ActualLuís BonixeOpinião
15 Janeiro, 2018

Houve taça. Não, no jornalismo desportivo nunca há taça

O jornalismo desportivo parece muitas vezes uma ementa de um restaurante de quinta categoria. É previsível. Repete-se diariamente. Não surpreende e não inova.

A Sport TV já tinha decidido que o único jogo dos quartos de final da Taça de Portugal que não iria transmitir em direto seria o Caldas-Farense. A Sport TV é uma estação de televisão paga pelos seus assinantes. Não sei, como é óbvio, quantos desses assinantes são das Caldas da Rainha ou de Faro. E muito menos sei quantos são adeptos do Caldas ou do Farense. Se houver outro Caldas-Farense (algo que pode vir a acontecer nesta época) é natural que a Sport TV não o transmita. Será um jogo do terceiro escalão do futebol português e no qual, em princípio, pouco ou nada se decidirá. Muito provavelmente, o estádio estará “às moscas” e à luz da lógica das televisões comerciais (que se compreende), as audiências serão muito reduzidas e como tal não se justificará.

Mas o jogo entre o Caldas e o Farense para os quartos de final da Taça de Portugal seria sempre diferente. E foi. O estádio estava a rebentar pelas costuras, de Faro viajaram uma dezena de autocarros com adeptos e havia o aliciante de se tratar de algo quase inédito, que era um clube de um escalão tão baixo poder ficar entre os quatro primeiros da segunda competição de futebol mais importante em Portugal.

A Sport TV achou que não deveria transmitir o jogo em direto. O mesmo acharam as rádios, incluindo a rádio pública paga pelos contribuintes (também os das Caldas da Rainha e de Faro). Mesmo que o Caldas, que venceu a eliminatória, seja uma equipa de amadores que tiram dias de férias do trabalho para poder jogar futebol. Não é uma boa “estória”?

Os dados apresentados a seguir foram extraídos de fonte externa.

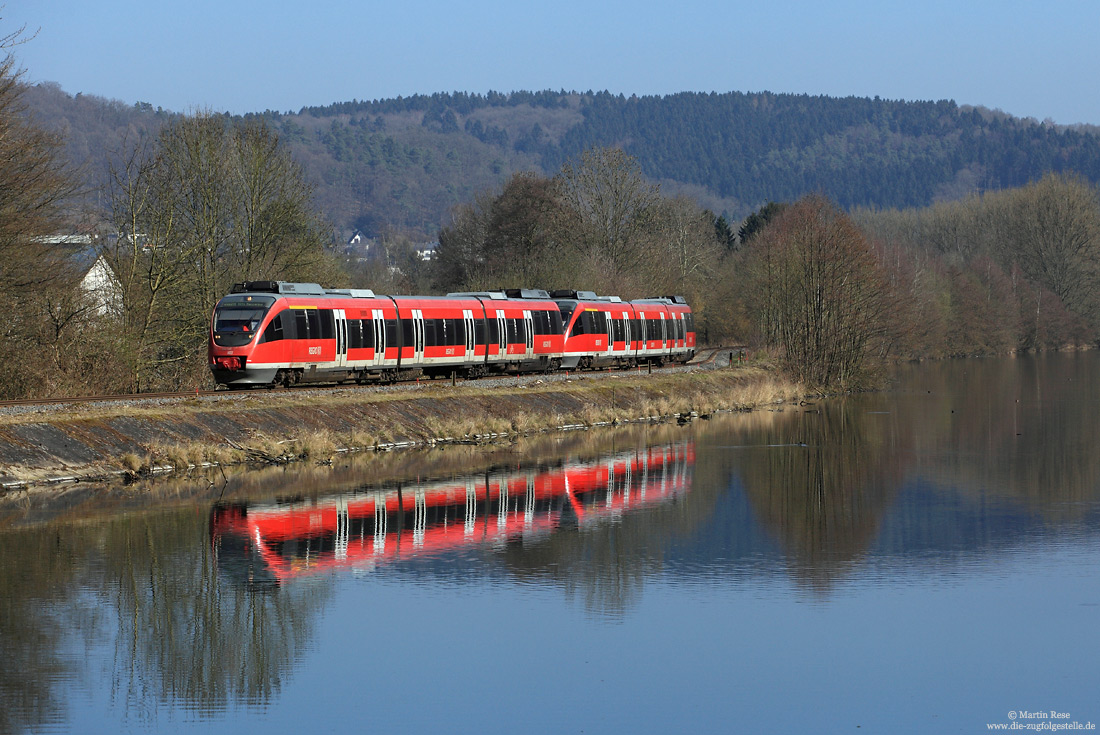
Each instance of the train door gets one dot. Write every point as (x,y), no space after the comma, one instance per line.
(626,333)
(341,335)
(468,318)
(611,331)
(502,335)
(380,337)
(529,333)
(418,337)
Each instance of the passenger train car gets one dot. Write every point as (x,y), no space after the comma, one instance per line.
(271,332)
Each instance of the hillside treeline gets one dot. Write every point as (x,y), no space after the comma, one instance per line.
(402,164)
(187,205)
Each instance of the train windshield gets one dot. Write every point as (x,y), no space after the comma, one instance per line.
(237,318)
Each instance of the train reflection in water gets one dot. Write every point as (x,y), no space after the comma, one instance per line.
(271,542)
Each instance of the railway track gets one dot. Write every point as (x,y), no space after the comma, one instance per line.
(705,357)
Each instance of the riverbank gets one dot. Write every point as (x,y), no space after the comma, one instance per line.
(136,438)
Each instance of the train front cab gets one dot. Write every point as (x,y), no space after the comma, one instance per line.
(268,332)
(600,330)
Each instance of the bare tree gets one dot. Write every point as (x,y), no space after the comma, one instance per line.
(210,201)
(611,206)
(822,294)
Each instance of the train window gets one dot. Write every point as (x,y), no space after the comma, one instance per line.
(617,331)
(556,322)
(359,332)
(274,330)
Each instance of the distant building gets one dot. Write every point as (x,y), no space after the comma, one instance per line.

No dia seguinte, as primeiras páginas dos jornais destacaram o óbvio e o mesmo de sempre. A vitória do Sporting que já se esperava e que não teve qualquer novidade. O melhor jogo de futebol desta eliminatória, o Rio-Ave-Aves, mereceu um discreto quadradinho nas capas dos três jornais desportivos portugueses.

O jornalismo desportivo parece muitas vezes uma ementa de um restaurante de quinta categoria. É previsível. Repete-se diariamente. Não surpreende e não inova. Nada parece demover os seus editores da mesmice do noticiário em torno dos mesmos protagonistas. Mesmo que já saibamos o que vai ser escrito. Mesmo que passe ao lado de grandes “estórias”. De “estórias” diferentes. De “estórias” interessantes.

O jornalismo desportivo opta pelo comodismo daquilo que é garantido, em vez de sair da caixa e procurar novos leitores. Mais leitores. O jornalismo desportivo vive no engano de pensar que é falando sistematicamente dos mesmos que vai conseguir eternamente vincular os seus leitores. Era assim, quando as alternativas não existiam, mas o jogo de futebol que foi quase ignorado, passou em canais alternativos porque cada vez é mais fácil ser alternativo ao jornalismo.

E haver uma alternativa ao jornalismo é o pior que se pode dizer do jornalismo.